Jacob, a three-time Purple Heart recipient, became fast friends with Josh. During combat in Iraq, he took shrapnel in his leg, which causes the muscle to spasm. He and his wife applied to be foster parents seven years ago, and today, they have nine children in the house!
“God had a master plan for our lives,” said Jacob, “and He certainly knew what we and those kids needed.” The couple has had one child of their own and adopted five of their foster children. They are currently in the process of trying to adopt 18-month-old twins. “It’s hard and emotional…. We just want the best for them,” he said.
While on foot patrol in Iraq, Sean encountered an explosion. When he ran to the aid of an injured comrade, he was hit by a projectile in the hip. That same year, on a separate patrol, he was thrown against a wall and pelted by shrapnel when another explosive device detonated.
These three—Josh, Jacob, and Sean—had the Iraq combat in common, and they bonded upon meeting. Being able to talk honestly about their deployments and trauma with others who had been there was a healing experience for them.
Clarence is a National Guard soldier who lost his leg in Iraq when his tank rolled over an explosive. “My prosthetic is my good leg,” he explained. With 21 pins in his right leg, you can tell by looking at it that the injury causes him a lot of pain.
Clarence was a patient at Walter Reed for several years before he came home to South Carolina to work on his family’s farm, growing cotton, peanuts, vegetables, and livestock.
Ed is a 24-year veteran of the U.S. Army and served in Desert Storm as well as Operation Iraqi Freedom. He was the only survivor when the Blackhawk helicopter was shot down in Afghanistan. And although he lives with head and back injuries from the crash, he must also deal with post-traumatic stress disorder (PTSD), which he said is the worst consequence of the accident. (It turned out that Ed knew Sean from the Warrior Games, which is where injured vets compete in Olympic-type events each year in Colorado Springs. This surprise reunion started the hunt on a good note.)

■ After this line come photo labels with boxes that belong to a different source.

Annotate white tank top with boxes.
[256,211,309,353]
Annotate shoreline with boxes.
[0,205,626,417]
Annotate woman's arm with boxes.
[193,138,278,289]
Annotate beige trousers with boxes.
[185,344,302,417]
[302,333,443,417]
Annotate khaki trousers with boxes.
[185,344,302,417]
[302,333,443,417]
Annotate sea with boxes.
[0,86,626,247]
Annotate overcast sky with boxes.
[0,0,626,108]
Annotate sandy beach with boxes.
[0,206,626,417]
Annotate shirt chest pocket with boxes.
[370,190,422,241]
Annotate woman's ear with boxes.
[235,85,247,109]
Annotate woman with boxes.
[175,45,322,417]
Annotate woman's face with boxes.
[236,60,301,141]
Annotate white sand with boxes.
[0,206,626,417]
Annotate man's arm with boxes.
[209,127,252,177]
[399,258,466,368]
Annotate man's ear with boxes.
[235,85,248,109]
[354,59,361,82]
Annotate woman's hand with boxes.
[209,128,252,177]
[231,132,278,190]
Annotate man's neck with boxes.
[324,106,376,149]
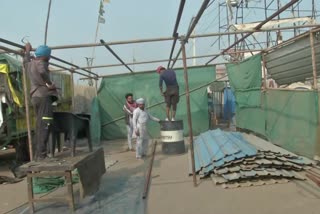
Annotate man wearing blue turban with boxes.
[23,43,58,161]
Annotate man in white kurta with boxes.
[133,98,160,159]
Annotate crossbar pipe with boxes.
[206,0,299,65]
[100,39,133,73]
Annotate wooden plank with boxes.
[19,148,103,172]
[77,148,106,198]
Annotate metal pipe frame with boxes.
[206,0,299,65]
[167,0,186,68]
[52,49,264,71]
[171,0,210,68]
[0,46,98,79]
[310,31,318,90]
[0,38,98,76]
[100,39,133,73]
[0,24,320,54]
[181,36,197,187]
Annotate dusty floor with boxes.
[0,141,320,214]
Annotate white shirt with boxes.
[133,107,160,130]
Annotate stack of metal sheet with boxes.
[189,129,313,188]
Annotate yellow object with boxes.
[0,64,22,107]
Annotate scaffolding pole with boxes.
[181,39,197,187]
[310,31,318,90]
[0,24,320,55]
[167,0,186,68]
[0,38,98,76]
[52,49,264,71]
[206,0,299,65]
[171,0,210,68]
[100,39,133,73]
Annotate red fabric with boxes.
[127,101,138,112]
[157,66,165,74]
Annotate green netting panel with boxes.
[236,107,266,136]
[266,90,318,157]
[90,97,101,145]
[98,66,215,140]
[227,54,261,91]
[227,54,262,108]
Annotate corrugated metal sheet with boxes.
[190,129,313,188]
[194,129,257,172]
[265,32,320,85]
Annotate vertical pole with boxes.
[181,37,197,187]
[264,0,269,48]
[44,0,51,45]
[262,52,268,91]
[310,31,320,159]
[70,68,75,112]
[94,78,98,96]
[22,62,33,161]
[310,31,318,90]
[27,172,34,214]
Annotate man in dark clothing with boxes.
[23,43,57,160]
[123,93,137,151]
[157,66,179,121]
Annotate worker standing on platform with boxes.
[133,98,160,159]
[123,93,137,151]
[157,66,179,121]
[23,43,58,160]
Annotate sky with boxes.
[0,0,320,81]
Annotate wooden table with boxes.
[19,148,106,213]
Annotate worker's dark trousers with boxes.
[31,97,53,159]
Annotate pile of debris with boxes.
[194,129,313,188]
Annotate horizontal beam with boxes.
[52,49,264,71]
[0,24,320,54]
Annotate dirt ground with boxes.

Wayne and Matt were our other guests, both soldiers dealing with injuries—physical and mental—from the war. Both love to hunt, and being at Cypress Creek was very therapeutic. When the pain was too much, the men grew quiet, but it was a good environment for them to be in, casual and curative.
“Staying busy like this really helps me,” Clarence admitted.
There was an evening hunt to commence the vacation, and the next morning, the men headed off to the ponds to do some fishing or shoot skeet at the rifle range. In between activities, a lot of chatting and mutual support ensued.
While the veterans were hunting during the day, a barbecue was being prepared at the lodge, along with a campfire and a local band to entertain. That night, all feasted on chicken and ribs, while the band played and some of the fellows danced and sang along!
The Cypress Creek community, a town called Estill, had set out collection cups and raised $250 for Freedom Alliance programs, which they presented us during the soiree. One of the women who organized the collection had lost her brother four years ago in Afghanistan; her son is currently deployed, and she shared how much American soldiers mean to her.
Frank, a Vietnam vet, sang with the band that evening, and later presented our guests with gun-cleaning kits. Before leaving, he led the group in one last hymn, singing “God Bless America.”
This got the guys talking and expressing appreciation for their time at Cypress Creek. For them it was more than a hunt—it was an opportunity to be with other service members, something they don’t often get to do.
During that special moment, Jacob said, “I never get a chance to get out…. I just can’t thank you enough for inviting me. I truly feel like I’ve won the lottery.”